BEM SI Ultimatum 3 Hari Agar Jokowi Angkat Kembali Novel Baswedan

JAKARTA – Presiden Joko Widodo (Jokowi) diultimatum mengangkat kembali Novel Baswedan sekaligus membatalkan hasil tes wawasan kebangsaan (TWK) pegawai KPK.

Presiden Jokowi pun hanya diberi waktu 3×24 jam untuk memenuhinya.

Read More

Tuntutan itu disampaikan Badan Eksekutif Mahasiswa Seluruh Indonesia (BEM SI) dan Gerakan Selamatkan KPK (Gasak).

Tuntutan BEM SI dan Gasak itu disampaikan melalui surat yang ditujukan kepada Presiden Jokowi, pada Kamis (23/9/2021).

Jika tidak, mereka akan kembali turun ke jalan dengan menggelar aksi besar-besaran.

“Jika Bapak masih saja diam, maka kami bersama elemen rakyat akan turun ke jalan menyampaikan aspirasi yang rasional untuk Bapak realisasikan,” bunyi surat tersebut.

BEM SI dan Gasak juga menyinggung komitmen Presiden Jokowi yang berjanji akan menguatkan KPK melalui beberapa cara.

Seperti menambah anggaran dan penyidik serta memperkuat lembaga yang kini dipimpin Firli Bahuri itu.

Akan tetapi, Jokowi dinilai terkesan diam dalam polemik pemecatan 57 pegawai KPK tak lolos TWK.

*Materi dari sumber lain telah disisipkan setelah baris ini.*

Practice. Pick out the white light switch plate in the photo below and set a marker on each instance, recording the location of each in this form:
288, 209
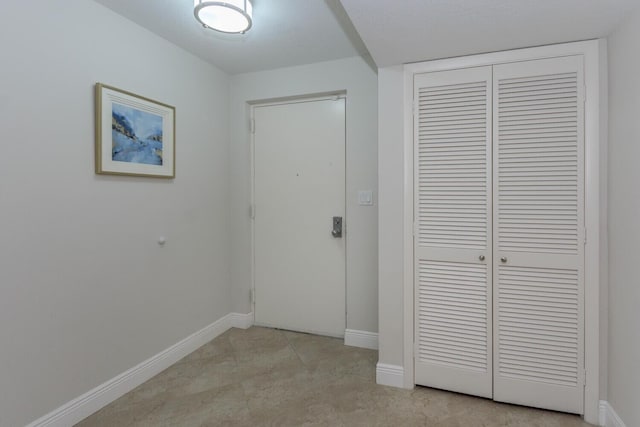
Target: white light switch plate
365, 198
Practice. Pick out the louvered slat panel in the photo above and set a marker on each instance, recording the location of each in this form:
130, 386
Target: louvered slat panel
538, 233
533, 147
521, 295
452, 184
452, 296
451, 150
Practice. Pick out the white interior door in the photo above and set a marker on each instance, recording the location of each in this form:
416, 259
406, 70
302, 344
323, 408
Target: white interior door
299, 186
452, 238
539, 233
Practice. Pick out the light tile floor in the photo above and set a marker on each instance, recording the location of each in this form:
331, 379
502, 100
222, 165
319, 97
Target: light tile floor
267, 377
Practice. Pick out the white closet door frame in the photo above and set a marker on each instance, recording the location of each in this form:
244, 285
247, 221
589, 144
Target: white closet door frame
594, 53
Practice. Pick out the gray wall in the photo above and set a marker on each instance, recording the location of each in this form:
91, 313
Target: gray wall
360, 82
624, 221
85, 291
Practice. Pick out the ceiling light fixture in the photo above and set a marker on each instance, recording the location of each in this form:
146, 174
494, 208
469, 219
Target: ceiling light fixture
231, 16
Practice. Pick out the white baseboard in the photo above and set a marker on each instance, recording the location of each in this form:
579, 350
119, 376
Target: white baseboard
391, 375
90, 402
608, 417
241, 321
362, 339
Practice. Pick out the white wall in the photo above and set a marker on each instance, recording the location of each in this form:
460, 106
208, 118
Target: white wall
85, 291
360, 82
624, 221
391, 213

Padahal, dalam surat tersebut, telah terbukti terjadi maladiministrasi dan pelanggaran HAM dalam pelaksanaan TWK.

Itu sebagaimana temuan yang didapat Ombudsman RI dan Komnas HAM.

“Alih-alih pegawai KPK ditambah, ternyata ada 57 pegawai KPK diberhentikan dengan SK Nomor 1327,” bunyi surat itu.

Menurut BEM SI dan Gasak, sejatinya ada sejumlah alasan yang bisa menjadi dasar bagi Presiden Jokowi untuk turun tangan langsung.

Di antaranya, karena KPK dilemahkan secara terstruktur, sistematis, dan masif melalui revisi Undang-undang.

Selain itu, Pimpinan KPK terpilih juga bermasalah karena telah terbukti melanggar etik.

Sampai dengan proses alih status pegawai yang sarat pelanggaran.

BEM SI dan Gasak juga mencantumkan putusan Mahkamah Konstitusi (MK) yang menyatakan proses alih status tidak boleh merugikan hak para pegawai KPK.